Purpose and Goals:

Purpose and Goals: The goal of this assignment is to help you learn to analyze architectural form for meaning through a close study of an important Italian Renaissance interior: the studiolo of Federico da Montefeltro from the ducal palace at Gubbio, now at the Metropolitan Museum of Art. An additional goal of the assignment is to learn how to sustain and enrich an analysis by making use of primary and secondary sources.
Site: The studiolo is located on the first floor of the Metropolitan Museum of Art, in the galleries devoted to “European Sculpture and Decorative Arts” (gallery no.501).

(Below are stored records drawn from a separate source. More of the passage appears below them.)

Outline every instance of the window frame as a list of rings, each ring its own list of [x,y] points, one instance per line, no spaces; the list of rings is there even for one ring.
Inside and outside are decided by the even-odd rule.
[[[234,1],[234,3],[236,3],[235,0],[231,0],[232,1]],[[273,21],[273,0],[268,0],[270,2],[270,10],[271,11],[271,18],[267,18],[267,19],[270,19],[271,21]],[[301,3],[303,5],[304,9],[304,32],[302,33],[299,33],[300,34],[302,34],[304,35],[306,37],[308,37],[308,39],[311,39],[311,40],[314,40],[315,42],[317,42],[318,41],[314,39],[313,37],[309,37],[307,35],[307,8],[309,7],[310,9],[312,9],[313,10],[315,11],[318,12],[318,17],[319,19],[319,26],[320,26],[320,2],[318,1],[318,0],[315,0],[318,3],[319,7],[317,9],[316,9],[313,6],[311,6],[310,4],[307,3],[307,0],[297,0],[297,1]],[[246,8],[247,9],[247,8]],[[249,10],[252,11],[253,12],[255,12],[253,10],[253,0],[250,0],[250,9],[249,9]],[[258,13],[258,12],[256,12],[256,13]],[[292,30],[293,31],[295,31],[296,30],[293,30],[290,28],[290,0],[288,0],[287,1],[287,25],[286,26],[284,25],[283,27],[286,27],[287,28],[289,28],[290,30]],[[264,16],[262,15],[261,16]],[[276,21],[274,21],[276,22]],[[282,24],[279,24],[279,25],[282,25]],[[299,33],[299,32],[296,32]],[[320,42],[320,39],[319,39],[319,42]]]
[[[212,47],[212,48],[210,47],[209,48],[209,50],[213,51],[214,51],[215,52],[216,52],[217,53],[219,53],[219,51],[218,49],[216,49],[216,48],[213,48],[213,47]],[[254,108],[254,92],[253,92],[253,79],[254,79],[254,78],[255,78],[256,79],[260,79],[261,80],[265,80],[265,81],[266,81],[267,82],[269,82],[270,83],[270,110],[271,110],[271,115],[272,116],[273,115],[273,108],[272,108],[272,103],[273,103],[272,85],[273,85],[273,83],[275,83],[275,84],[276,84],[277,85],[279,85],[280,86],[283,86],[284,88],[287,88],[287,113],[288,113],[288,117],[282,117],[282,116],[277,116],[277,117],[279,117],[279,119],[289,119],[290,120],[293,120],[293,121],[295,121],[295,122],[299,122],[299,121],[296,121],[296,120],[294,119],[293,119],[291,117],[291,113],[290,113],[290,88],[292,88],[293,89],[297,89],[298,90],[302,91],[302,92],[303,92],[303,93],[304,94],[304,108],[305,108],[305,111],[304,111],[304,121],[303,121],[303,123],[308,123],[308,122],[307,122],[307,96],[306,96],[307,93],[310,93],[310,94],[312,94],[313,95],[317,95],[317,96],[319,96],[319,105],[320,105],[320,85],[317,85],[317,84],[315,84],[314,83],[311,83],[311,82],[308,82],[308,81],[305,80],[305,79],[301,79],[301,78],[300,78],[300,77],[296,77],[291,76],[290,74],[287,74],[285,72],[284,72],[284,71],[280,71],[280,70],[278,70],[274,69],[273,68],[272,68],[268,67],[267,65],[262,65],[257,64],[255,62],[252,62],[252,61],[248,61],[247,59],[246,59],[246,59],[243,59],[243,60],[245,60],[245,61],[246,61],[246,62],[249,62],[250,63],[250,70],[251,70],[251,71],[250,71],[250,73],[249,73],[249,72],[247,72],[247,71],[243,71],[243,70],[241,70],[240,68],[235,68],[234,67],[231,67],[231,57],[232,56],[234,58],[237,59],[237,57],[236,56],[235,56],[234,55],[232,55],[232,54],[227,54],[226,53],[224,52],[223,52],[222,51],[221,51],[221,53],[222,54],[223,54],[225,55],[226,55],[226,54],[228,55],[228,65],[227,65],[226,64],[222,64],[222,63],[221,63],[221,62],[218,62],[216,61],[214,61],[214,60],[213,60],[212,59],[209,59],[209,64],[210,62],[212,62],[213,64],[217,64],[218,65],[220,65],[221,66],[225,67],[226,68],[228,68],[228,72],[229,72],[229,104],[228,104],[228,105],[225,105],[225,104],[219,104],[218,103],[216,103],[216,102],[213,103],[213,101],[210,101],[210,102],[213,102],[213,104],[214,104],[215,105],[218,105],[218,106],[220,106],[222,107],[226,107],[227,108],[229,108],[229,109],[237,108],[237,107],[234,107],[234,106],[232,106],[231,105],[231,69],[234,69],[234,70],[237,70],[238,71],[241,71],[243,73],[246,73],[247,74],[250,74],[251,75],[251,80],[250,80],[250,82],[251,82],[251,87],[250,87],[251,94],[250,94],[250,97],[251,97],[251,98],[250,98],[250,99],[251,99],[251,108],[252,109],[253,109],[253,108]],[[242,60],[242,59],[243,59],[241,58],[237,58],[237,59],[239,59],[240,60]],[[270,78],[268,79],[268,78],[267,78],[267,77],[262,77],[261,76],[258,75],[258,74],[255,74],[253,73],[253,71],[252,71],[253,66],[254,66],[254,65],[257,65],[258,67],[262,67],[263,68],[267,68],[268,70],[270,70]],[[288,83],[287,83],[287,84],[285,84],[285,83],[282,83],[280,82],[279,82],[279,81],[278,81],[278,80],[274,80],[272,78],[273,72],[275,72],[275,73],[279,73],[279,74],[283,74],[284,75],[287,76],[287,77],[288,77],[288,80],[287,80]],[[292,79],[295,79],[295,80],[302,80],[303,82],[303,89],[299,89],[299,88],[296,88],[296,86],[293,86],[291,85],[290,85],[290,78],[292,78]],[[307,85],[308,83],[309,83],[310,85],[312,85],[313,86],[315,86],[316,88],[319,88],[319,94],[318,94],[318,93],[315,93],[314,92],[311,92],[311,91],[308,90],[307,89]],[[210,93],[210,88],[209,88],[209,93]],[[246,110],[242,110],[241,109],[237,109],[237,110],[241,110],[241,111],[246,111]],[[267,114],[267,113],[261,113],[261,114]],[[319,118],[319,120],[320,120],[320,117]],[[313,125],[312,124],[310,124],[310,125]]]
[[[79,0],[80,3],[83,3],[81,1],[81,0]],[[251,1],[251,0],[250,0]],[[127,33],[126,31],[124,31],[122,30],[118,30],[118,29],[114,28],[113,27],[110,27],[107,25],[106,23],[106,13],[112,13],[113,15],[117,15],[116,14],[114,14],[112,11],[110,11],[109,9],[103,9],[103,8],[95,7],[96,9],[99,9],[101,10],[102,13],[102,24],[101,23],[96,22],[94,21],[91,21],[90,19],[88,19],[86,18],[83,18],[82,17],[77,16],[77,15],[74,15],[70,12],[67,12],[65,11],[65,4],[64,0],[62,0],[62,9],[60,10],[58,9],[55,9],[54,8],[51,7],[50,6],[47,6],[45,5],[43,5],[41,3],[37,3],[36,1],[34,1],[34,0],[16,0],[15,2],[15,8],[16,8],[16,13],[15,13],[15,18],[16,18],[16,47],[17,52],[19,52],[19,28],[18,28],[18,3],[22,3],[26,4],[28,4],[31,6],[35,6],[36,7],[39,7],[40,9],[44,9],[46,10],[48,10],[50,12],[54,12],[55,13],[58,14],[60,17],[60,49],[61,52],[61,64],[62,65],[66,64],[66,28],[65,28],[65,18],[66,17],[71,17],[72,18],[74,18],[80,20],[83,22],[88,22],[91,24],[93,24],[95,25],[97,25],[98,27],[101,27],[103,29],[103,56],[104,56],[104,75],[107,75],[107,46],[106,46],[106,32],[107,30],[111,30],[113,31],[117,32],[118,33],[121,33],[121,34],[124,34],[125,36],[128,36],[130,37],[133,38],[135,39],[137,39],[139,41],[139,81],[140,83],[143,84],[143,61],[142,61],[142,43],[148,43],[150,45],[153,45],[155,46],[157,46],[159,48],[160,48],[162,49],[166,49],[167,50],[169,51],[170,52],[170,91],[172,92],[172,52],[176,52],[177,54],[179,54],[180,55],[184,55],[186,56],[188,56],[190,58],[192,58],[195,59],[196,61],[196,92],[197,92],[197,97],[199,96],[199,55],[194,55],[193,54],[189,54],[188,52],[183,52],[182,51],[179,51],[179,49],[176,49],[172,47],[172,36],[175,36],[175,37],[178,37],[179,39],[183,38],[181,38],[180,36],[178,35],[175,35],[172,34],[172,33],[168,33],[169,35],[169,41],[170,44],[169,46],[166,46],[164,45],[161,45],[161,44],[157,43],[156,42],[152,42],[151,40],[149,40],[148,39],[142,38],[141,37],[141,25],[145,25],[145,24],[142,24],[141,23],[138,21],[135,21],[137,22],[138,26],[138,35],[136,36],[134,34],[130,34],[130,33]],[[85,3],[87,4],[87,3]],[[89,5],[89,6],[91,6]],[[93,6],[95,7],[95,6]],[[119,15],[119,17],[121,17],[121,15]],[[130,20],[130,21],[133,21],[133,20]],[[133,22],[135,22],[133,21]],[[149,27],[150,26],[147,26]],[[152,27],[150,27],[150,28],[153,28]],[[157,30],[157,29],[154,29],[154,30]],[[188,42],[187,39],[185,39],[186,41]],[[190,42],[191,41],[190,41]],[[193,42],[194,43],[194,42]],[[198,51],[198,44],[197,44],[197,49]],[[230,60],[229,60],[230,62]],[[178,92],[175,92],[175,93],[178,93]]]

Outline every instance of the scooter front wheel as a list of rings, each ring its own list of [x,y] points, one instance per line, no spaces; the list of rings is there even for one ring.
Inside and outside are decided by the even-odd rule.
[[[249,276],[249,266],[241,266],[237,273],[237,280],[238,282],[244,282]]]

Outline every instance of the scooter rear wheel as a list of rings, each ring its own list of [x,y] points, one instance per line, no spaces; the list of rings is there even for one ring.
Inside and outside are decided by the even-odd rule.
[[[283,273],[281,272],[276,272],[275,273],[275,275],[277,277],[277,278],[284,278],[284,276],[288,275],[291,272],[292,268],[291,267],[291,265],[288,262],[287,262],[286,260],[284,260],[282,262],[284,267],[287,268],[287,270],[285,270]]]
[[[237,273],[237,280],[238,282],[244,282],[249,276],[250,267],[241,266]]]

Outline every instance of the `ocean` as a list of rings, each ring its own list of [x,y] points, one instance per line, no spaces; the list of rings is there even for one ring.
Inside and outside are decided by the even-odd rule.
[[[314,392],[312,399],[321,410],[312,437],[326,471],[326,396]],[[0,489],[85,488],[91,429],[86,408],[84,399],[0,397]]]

Historical Background: A Studiolo was a small room built in Renaissance palaces to serve as a private retreat and as a space for study, meditation, and the pursuit of humanist interests. The studiolo at the Metropolitan Museum of Art was commissioned in the late 1470s by Federico de Montefeltro, Duke of Urbino, for his residence in the small town of Gubbio. Designed by the Sienese painter and architect Francesco di Giorgio, the room was executed by the Florentine sculptor and architect Giuliano da Maiano in a wood-inlay technique known as intarsia. Using thousands of pieces of different kinds of wood, the designers created the perspective illusion of walls lined with cupboards-a sequence of fictive cabinets that display an array of objects reflecting the Duke’s wide-ranging artistic and scientific interests.
Method: Observe, record, and analyze the studiolo using sketches and short notes, then write a three-page discussing the ways in which this architecture expresses Renaissance ideals through its use of perspective and its iconographic program.
Reading: Before visiting the studiolo, read the following texts:
Leon Battista Alberti, On the Art of Building in Ten Books(1443-52), trans. Joseph Rykwert, Neil Leach and Robert Tavernor (Cambridge, Mass.: MIT Press, 1988), book 6, “On Ornament,” sections 1-5 pp. 154 – 64.
Robin Evans, “FIgures, Doors and Passages” (1978), in Translations from Drawing to Building and Other Essays (London: Architectural Association, 1997) pp. 55-91.
Theodore K. Rabb, The Last Days of the Renaissance and the March to Modernity (New York: Basic Books, 2006), chap. 3, “The Civilization of the Renaissance”, 41-90.
For the purpose of this assignment, you need to consult only these three texts. No further research is required. You may use museum wall-labels and your own lecture notes as needed.
Drawings: The first step of your analysis will be to produce a series of analytical drawings of the studiolo. The goal of these drawings is not to give a complete architectural representation of this space but to analyze and interpret some of its key features.
You may begin your analysis by drawing the following: 1) a floor plan, 2) one or two elevations, 3) a perspective or an axonometric drawing to convey the overall spatial arrangement of the room, and 4) sketches of two different cabinets and their contents. But remember: This is not a list of required drawings. You don’t need to include all these drawings in your paper. Depending on the themes you’ll choose to focus on, it’ll be up to you to decide which drawings would be most helpful to illustrate your analysis. Remember to label all your drawings with brief captions.
Drawings should be analytical in nature. Although perspectives might be useful to capture certain spatial qualities of the studiolo, the analysis of this space is usually best done by way of orthogonal projections and diagrams. Drawings need not be beautiful. The emphasis should not be on the beauty of your sketches but rather on the ability of your drawings to illustrate and clarify the compositional and proportional logic that underpins the studiolo.
Writing: Building on your own understanding of this space and on the ideas presented by Leon Battista Alberti, Robin Evans, and Theodore Rabb, write a three page essay on the studiolo. In developing your analysis, consider the following themes and questions:
Perspective, Proportion, Space: How did the studiolo’s designers create a sense of depth and spac? How did they use perspective, foreshortening, and proportionality?
The Rediscovery of Ancient Architecture: What architectural elements are simulated in the studiolo’s decoration? How do they relate to the language of classical architecture? Which elements harken back to classical antiquity? Which ones are novel creations?
Iconography: What objects are represented in the fictive cabinets? Is there a relationship among them? How do they contribute to the studiolo’s iconographic programs? What is the narrative of this program? How does it express the Duke’s intellectual ambitions?
Renaissance ideals: How does the studiolo display the humanist ideals we are studying this semester? How does it represent a uniquely Renaissance conception of the relationship between man, God, and the cosmos? What in this room speaks to Alberti’s notion of beauty?